Coming at a time when Punjab is in the throes of a robust debate in rural indebtedness and when the political rhetoric over a possible farm debt waiver is up by many decibels, the survey is likely to underline the pitiable state of farm labourers, a section that had been hitherto ignored by many farm economists.
The survey covered 1,007 farm households and 301 agricultural labour households in Mansa, Ludhiana and Hoshiarpur – from Punjab's South-West, Central Plains, and Shivalik Foothills regions, respectively – also brings out the fact that there are "considerable variations in the levels of poverty among the different farm-size categories and agricultural labourers across (various) regions (of Punjab)."
Also, the survey found that a large majority of farm labourers in Punjab – a shocking 80.07 percent – are living below the poverty line, and attributed it to "lack of employment opportunities and immobility of labour."
While average annual income of a farmer family is Rs 2.92 lakh – ranging from Rs 12.03 lakh for large farm-size owner farmer's family to Rs 1.39 lakh for marginal farmer's family – an average agriculture labourer's family earns a mere Rs 81,452 in a year, with more than 90 percent of it coming from hiring out labour in agriculture.
On an average, the survey showed, a farming household in rural Punjab is burdened under a debt of Rs 4.74 lakh (Rs 5.52 lakh on an average if only indebted sampled families are taken into account). An average farm labourer’s household reels under a debt of Rs 54,709, the study brought out.

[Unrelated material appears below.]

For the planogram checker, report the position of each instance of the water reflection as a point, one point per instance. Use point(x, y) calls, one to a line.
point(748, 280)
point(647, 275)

About 75.27 percent of the farmers' debt is owed to institutional agencies, the remaining 24.73 percent incurred from non-institutional sources, such as commission agents, money-lenders, traders and shopkeepers, large farmers, and relatives and friends.
An average farm household owes 57 percent of the debt to commercial banks.
The survey also showed that marginal farmers have the highest propensity to consume, and are likely to spend Rs 1,350 for every Rs 1,000 they earn. Small farmers spend Rs 1,290, semi-medium farmers Rs 1,100, medium farmers Rs 1,060 and large farmers Rs 940 against every Rs 1,000 they earn. Thus, farmers owning large tracts of land exceeding 15 acres remain just slightly above water, only underlining the persistent debt-trap like condition in which Punjab's farmers live.
Worse is the state of Punjab's agricultural labourers on this score. While the survey showed that an agricultural labour household consumes Rs 1,120 for ever Rs 1,000 it earns – an average consumption propensity of 1.12 in technical terms – the fact is that labourers actually end up suppressing consumption since loans are hard to come by and they have to struggle to maintain a minimum level of consumption by depending on loans that mostly come from non-institutional sources, tagged with high interest rates.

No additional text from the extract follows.